Image on Light Sensitive Surface Joseph Niepce, A Frenchman, was one of the first experimenters in photography. He attempted to produce an image on light sensitive material. In 1816, Niepce made a negative image in a camera that was similar to the basic camera obscura. The image appeared on paper that had been soaked in silver chloride, a light sensitive silver salt. However the image was faint and didn’t last.
First Practical Photograph Louis Jacques Mande Daguerre, in 1835, discovered that a highly polished silver sheet could be made light sensitive if exposed to iodine vapor. When an exposure was made in a camera obscura, however, no image appeared. He later discovered accidentally that the image was latent, the image is present but is not yet visible. The image was made to appear by heating the sheet with the fumes of hot mercury. Daguerre found that the image could be made permanent by removing the remaining light sensitive particles. They were removed with a hot salt solution.
Print Comes of Age In 1835, William Fox Talbot worked on a photographic process as well. He created a paper negative that was waxed to make it translucent. He was able to create negatives and his discovery is the basis of modern chemical photography. Here are example of Calotype paper negatives.
Wet Plate Photography Using paper reduced the quality of the image so glass was the next material use to create a negative. Potassium iodine was washed over the glass plate evenly. The wet plate was loaded into the camera and exposed immediately. The glass produced high quality images. This began the introduction of tin types.
First Color Photography Photographers and experimenters were still trying to copy nature in full color. In 1861, James Maxwell made the first color photographs. His technique, while it produced color, was complicated and expensive. In 1930 Kodak introduced a color film called Kodachrome. This film made it possible for the amateur photographer to take color pictures at a reasonable price.
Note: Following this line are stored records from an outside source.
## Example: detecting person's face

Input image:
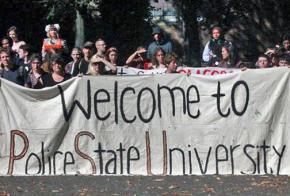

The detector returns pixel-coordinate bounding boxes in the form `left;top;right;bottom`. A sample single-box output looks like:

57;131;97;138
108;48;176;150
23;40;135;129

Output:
52;62;62;74
156;51;165;64
222;47;230;59
109;51;118;63
9;31;17;41
83;48;92;57
2;39;10;49
49;29;57;38
279;60;290;67
71;50;81;61
31;59;41;70
153;34;161;41
283;40;290;50
96;41;106;53
168;59;177;72
0;52;10;67
18;49;28;59
212;29;221;39
258;57;269;68
92;62;100;73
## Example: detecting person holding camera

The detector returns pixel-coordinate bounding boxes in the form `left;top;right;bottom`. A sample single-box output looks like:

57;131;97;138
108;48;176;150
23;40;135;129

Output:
126;46;150;69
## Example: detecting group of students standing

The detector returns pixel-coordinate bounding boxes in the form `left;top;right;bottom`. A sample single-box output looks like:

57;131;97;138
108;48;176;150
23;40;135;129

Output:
0;24;290;89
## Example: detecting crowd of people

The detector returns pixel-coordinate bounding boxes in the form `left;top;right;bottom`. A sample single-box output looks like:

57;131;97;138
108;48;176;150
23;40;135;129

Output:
0;24;290;89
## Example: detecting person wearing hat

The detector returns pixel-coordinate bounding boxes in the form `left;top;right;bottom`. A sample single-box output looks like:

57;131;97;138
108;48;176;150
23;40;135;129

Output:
202;26;235;65
41;24;68;59
147;27;172;59
87;55;117;76
73;41;94;75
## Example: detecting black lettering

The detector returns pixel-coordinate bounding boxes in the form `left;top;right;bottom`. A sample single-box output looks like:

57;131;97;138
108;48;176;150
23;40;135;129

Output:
94;89;111;121
127;146;140;174
157;84;186;117
105;150;117;174
53;151;63;175
186;85;200;118
273;145;286;175
137;87;156;123
25;153;41;175
230;145;241;175
194;147;212;174
63;151;75;174
231;80;250;116
120;87;136;123
114;82;118;124
169;148;185;174
117;143;126;174
215;144;229;175
58;80;91;121
241;144;256;174
94;142;106;174
211;82;230;117
260;140;270;174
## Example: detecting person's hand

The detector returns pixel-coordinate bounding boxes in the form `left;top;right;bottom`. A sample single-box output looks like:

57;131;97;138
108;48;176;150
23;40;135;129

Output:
137;48;147;54
241;67;248;71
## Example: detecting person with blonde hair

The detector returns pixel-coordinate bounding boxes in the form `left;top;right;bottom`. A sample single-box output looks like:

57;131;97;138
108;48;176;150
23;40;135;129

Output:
7;26;25;52
164;52;178;74
87;56;117;76
41;24;68;59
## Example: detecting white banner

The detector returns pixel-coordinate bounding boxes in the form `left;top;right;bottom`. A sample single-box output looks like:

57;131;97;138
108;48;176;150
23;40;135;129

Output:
117;67;241;76
0;68;290;175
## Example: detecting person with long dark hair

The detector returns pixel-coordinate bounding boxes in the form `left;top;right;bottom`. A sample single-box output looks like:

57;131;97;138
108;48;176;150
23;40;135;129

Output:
202;27;234;62
24;54;47;89
41;55;70;87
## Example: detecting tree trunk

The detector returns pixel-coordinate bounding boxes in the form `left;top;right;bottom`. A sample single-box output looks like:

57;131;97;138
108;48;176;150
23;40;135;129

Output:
75;10;85;47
Roll Film Introduced Roll film was introduced in 1880. It was light sensitive gelatin on paper backing. When it rolled up, protected the gelatin from unwanted light. After developing, the gelatin was stripped from the paper backing and attached to a glass plate for printing.
Major Advancements During the early 1900s, film and camera design continued to improve. Polaroid introduced instant photography in 1947. Color film was introduced in 1963. Beginning in 1980, electronic images became practical and digital photography has since dominated the photography world.